|Birsen Gaskell is a doctor who been practising anaesthesia and intensive care in the UK since 2008.
When she was younger, she fantasised about becoming an astronaut, air force pilot or writer, but now considers herself lucky and privileged to be practising medicine.
As a person who takes a strong interest in humanitarian crises, she recently joined MSF. Her first mission was in April, for six weeks, in Agok, a disputed area between Sudan and South Sudan. It involved providing secondary emergency health care for the general and displaced population with high infant and maternal mortality rates, poor sanitation and poor immunisation. Birsen provided anaesthetic care and training for the local staff, as well as overseeing the surgical activities involved (approx 50 procedures per week, on top of emergency operations). Here, she tells JAP about her experience with MSF.
“This is complete ‘field anaesthesia’”
I’m on board one of the UN’s small aircraft approaching Agok. I’m thinking: I can cope with pretty much everything but can I really cope with what is expected from me? I am the sort of anaesthetist who’s used to practicing in a developed part of the world; lavished and spoiled with all sorts of equipment and choice. Can I really deliver my job in an environment with so many limitations?
The landscape below is red. I realise Agok is a big cluster of sun-washed huts. The plane lands with a trail of high dust behind. It’s a short drive to the compound and soon I find myself in the ‘living tukul’ (a large cone shaped hut that is used as a living room for MSF staff). But I’m really curious about the operating theatre; I can’t wait to see what it looks like.
The operating theatre is a plain room. I fail to identify an anaesthetic machine. To my horror, I realise there isn’t one. What’s more, there’s no ventilator, no capnography, no ECG monitor, no infusion pumps, no volatile agents, no defibrillator, no LMAs to keep a patient’s airway open, no other laryngoscope other than a few McCoys, no bougie, no intubating stylets, no Propofol, no arterial line, no CVC lines, no USS, and no nerve stimulator.

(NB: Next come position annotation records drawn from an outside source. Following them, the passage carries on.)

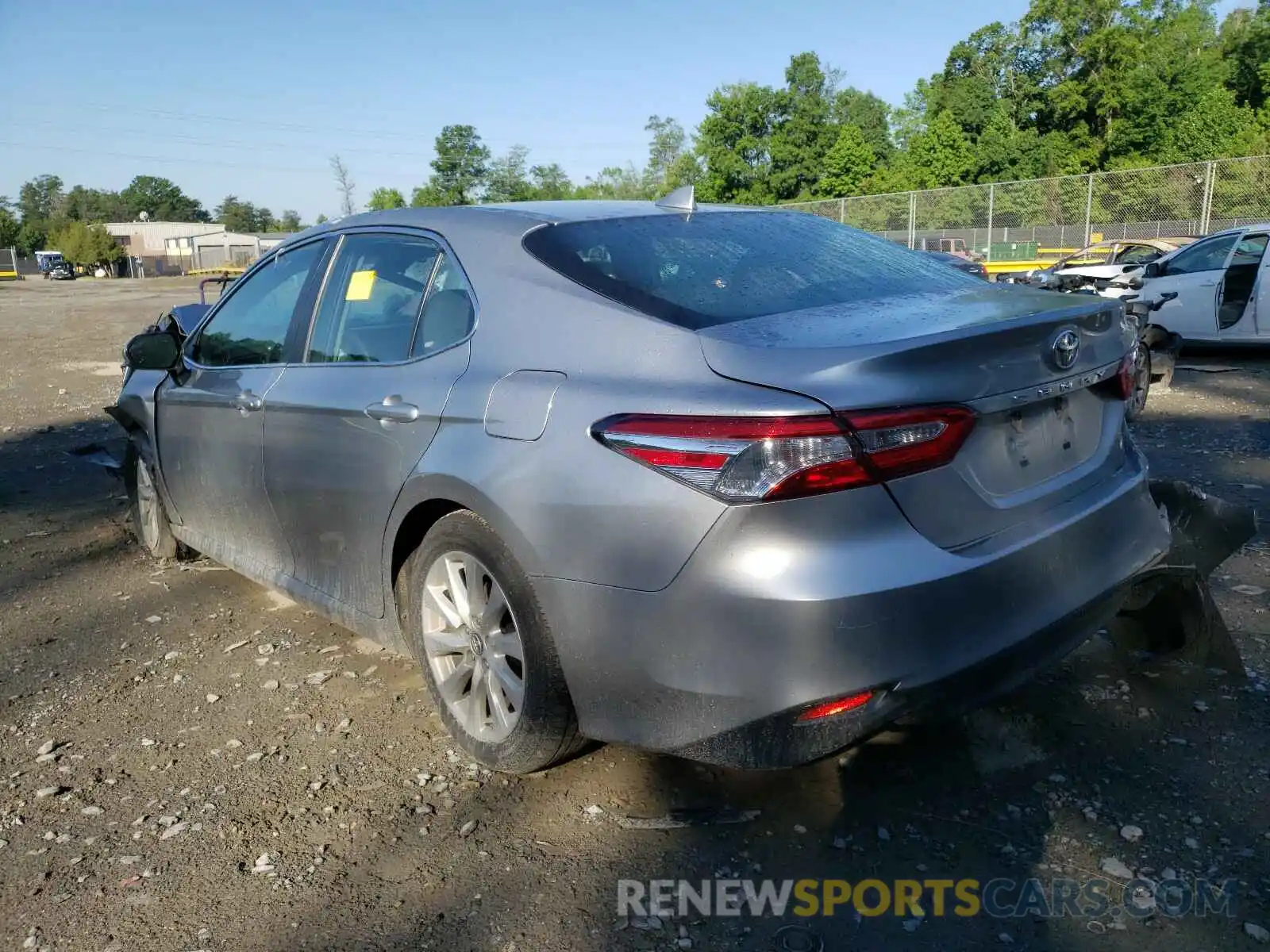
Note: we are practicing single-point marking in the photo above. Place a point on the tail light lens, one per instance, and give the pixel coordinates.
(1127, 372)
(831, 708)
(751, 459)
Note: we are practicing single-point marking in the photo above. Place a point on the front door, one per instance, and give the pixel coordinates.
(210, 424)
(1195, 273)
(346, 428)
(1236, 311)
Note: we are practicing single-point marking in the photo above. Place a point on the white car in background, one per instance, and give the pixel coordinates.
(1105, 266)
(1221, 286)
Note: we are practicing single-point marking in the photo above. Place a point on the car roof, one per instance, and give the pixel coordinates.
(527, 213)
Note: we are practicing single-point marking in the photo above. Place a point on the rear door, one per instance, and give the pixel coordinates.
(344, 428)
(1195, 273)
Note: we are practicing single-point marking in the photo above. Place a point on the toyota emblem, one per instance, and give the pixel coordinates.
(1066, 348)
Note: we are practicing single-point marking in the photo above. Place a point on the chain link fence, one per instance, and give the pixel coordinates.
(1022, 220)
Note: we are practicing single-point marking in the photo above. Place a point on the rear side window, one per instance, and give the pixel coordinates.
(371, 305)
(710, 268)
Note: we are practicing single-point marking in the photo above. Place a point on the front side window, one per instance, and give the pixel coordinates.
(1202, 257)
(251, 328)
(715, 268)
(1137, 254)
(370, 308)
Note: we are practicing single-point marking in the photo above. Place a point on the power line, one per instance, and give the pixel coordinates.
(283, 126)
(219, 143)
(165, 159)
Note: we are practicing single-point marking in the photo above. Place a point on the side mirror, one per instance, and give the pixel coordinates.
(152, 351)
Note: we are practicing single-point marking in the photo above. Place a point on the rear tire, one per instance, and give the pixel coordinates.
(1137, 403)
(468, 609)
(148, 517)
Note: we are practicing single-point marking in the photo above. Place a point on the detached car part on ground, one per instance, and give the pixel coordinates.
(740, 486)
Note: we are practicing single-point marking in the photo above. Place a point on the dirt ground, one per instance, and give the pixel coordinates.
(200, 790)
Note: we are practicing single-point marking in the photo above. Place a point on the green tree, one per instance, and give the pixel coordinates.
(87, 244)
(1213, 127)
(460, 168)
(344, 183)
(94, 205)
(425, 196)
(550, 182)
(940, 155)
(162, 200)
(385, 198)
(870, 114)
(507, 178)
(734, 143)
(616, 183)
(671, 162)
(802, 131)
(41, 201)
(850, 163)
(243, 217)
(10, 228)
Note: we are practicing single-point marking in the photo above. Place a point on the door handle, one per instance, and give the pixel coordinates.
(393, 410)
(247, 403)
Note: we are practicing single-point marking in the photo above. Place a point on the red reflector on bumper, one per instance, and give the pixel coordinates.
(835, 708)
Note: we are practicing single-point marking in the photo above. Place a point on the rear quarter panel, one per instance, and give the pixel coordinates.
(567, 505)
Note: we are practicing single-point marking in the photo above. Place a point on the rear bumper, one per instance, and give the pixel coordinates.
(776, 612)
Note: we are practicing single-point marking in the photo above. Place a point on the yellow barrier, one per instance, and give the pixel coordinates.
(201, 272)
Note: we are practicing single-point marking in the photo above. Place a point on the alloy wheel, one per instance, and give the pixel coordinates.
(473, 645)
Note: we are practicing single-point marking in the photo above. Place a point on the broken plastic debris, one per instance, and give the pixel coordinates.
(687, 816)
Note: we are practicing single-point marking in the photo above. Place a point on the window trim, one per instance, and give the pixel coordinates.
(406, 232)
(321, 264)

All I have are some ETs, McCoys (two sizes only), a couple of Ambu-bags, face masks, portable oxygen concentrator with a maximum flow of five litres, a weak portable suction, pulse oxymeter, blood pressure cuffs, a monitor, some endotracheal suction catheters. The exact list of drugs I have is: Ketamine, Thiopentone, Suxamethonium, Atracurium, Neostigmine, Midazolam, Morphine, Ephedrine, Atropine, Adrenaline 1:1000, Paracetamol, Diclophenac, some antibiotics, Hydralazine, Oxytocin, Lignocaine 1 per cent, Bupivacaine 0,5 per cent plain, IV fluids.
We have Haemocue and portable BM device, but the laboratory is non-existent. None of the blood tests can be done here. So no FBCs, no U&Es to look at kidney function, none of it! There’s a small fridge in the lab for blood. But the only way we can get blood is by donation from relatives.
This is a hospital that provides emergency and urgent care only. But I’m buried in private thoughts: my experience with Ketamine is limited… So, it’s going to be hand ventilation for a laparotomy, major trauma, some of the emergency C-sections for example! Then it’s all guess work with maintenance of anaesthesia… I am going to have to use my clinical judgement for delivery of safe anaesthesia as I have no monitor other than a stethoscope, Sats probe and blood pressure cuff. It feels like I’ve gone back in time. It’s soon obvious that we treat all ages for a wide range of problems, including newborn babies. The exception seems to be complicated neurosurgery as we’re missing a craniotomy set.
A few hours after my arrival I’m told we have an emergency laparotomy. I follow the anaesthetist. He draws Ketamine, Morphine and Suxamethonium. No Atracurium! The patient is breathing and the surgeon doesn’t mind this. It’s the appendix. The whole thing to extubation takes a half hour. I guess limited paralysis is a good idea as awareness is a real danger. The patient wakes up stable, and pain free and I’m amazed!
Soon I begin my practice doing many sedations for minor surgeries. But it isn’t long before I find myself having to deal with high-risk patients going for high-risk procedures. With no alternative, I soon adapt my practice to work with the scarcity of resources. I become an expert in the art of using Ketamine for the majority of cases.
I also have to do something that I couldn’t have imagined doing before – on a number of occasions I had no choice but to hand-ventilate patients after their operations for many, many hours, taking the role of a ventilator in order to stabilise them for successful extubation. Despite exhaustion, I feel so elated every time this has worked out. Nevertheless, if you ask me, a crushing feeling of frustration and helplessness for the unlucky ones has never left me – not for one minute.